When team captain George Armstrong scored a third-period empty-net goal to defeat Montreal 3-1 on the evening of May 2nd, 1967, it would mark the last goal scored in the “Original Six” team NHL, and the last time the Mayor of Toronto would have to make plans for a Stanley Cup parade for at least the next half-century.
At the time Armstrong was 36 years old, and had been described by legendary Leafs owner Conn Smythe as perhaps the greatest-ever team captain. He hailed from the hamlet of Skead, about 25 kilometres northeast of downtown Sudbury, and situated on the south shore of Lake Wanapitei. His features reflected his mother's Ojibway heritage and earned him the nickname “Chief”, and he would go on to play the most regular-season games (1187) in a Toronto Maple Leafs uniform of any of the 914 players who have so far worn one.
These days George Armstrong leads the more sedate life of a Hall-of-Fame athlete, attending some public relations functions designed to tantalize fans with the prospect that today's Leafs are on the verge of returning to the glory days when he captained a group of future hall-of-famers named Horton, Mahovlich, Kelly, Keon, Sawchuck, Bower, and Stanley. But he generally keeps a low profile, spending a lot of time at the Toronto bedside of his dear wife of 63 years, Betty, who is battling Alzheimer's.
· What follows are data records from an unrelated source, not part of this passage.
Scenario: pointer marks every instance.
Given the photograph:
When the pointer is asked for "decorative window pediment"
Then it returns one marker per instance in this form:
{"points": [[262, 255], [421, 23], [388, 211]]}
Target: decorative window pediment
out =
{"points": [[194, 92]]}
When the Leafs were last the league's best team, Canada was celebrating its centennial, and NHL players were collecting an average salary of $19,000. Current superstar Auston Matthews received a $95,000 bonus just to sign for the Leafs, and when his entry-level contract expires, will be paid more for playing a single period of hockey than George Armstrong earned the entire 1967 season when he led the team to their last Stanley Cup.
But, if the last 50 years have proven anything, it will take more than mere money for the Leafs to once again drink champagne from hockey's version of the Holy Grail. During that dry spell league champions have included the Tampa Bay Lightning, the Carolina Hurricanes, and the Anaheim Ducks.
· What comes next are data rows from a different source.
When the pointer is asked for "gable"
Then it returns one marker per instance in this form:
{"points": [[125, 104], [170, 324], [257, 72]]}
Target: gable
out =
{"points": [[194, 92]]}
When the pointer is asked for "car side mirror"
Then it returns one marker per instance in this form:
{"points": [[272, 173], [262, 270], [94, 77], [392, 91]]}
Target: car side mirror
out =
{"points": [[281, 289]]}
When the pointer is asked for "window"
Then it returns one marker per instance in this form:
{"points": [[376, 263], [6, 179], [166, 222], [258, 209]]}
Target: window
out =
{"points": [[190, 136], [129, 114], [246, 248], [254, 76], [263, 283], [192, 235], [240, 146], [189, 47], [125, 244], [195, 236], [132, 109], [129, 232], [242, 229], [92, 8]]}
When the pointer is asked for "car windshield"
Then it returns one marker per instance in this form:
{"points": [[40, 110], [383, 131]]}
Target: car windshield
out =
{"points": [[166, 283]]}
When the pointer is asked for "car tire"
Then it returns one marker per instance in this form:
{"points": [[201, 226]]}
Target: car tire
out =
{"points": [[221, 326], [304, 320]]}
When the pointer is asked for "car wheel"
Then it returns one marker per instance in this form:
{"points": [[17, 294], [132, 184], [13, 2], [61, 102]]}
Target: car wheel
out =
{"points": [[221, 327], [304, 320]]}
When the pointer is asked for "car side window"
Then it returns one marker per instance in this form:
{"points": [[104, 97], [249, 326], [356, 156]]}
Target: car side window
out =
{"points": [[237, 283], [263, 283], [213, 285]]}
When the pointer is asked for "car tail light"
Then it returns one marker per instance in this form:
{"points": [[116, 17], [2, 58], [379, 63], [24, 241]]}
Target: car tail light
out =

Yes, the Anaheim Ducks, for God's sake, who started life as a property of the Disney corporation. Are they a hockey team or an animated cartoon?
A few months ago a youngster asked me “How old are you anyway?” after a presentation in his school about 200-year-old treaties; I think he wondered if I had actually been present when the wampum belts were exchanged!
“Well, I'll tell you how old I am,” I answered. “I'm old enough to remember watching the Toronto Maple Leafs win the Stanley Cup!” His eyes bugged out in disbelief.
As much as I'd love to see another Anishinaabe player wear the Leaf “C”, let's hope that the current Cup “curse” doesn't last until that happens.
Nor especially as long as it takes for Canada to keep the treaty promises embedded in those wampum belts.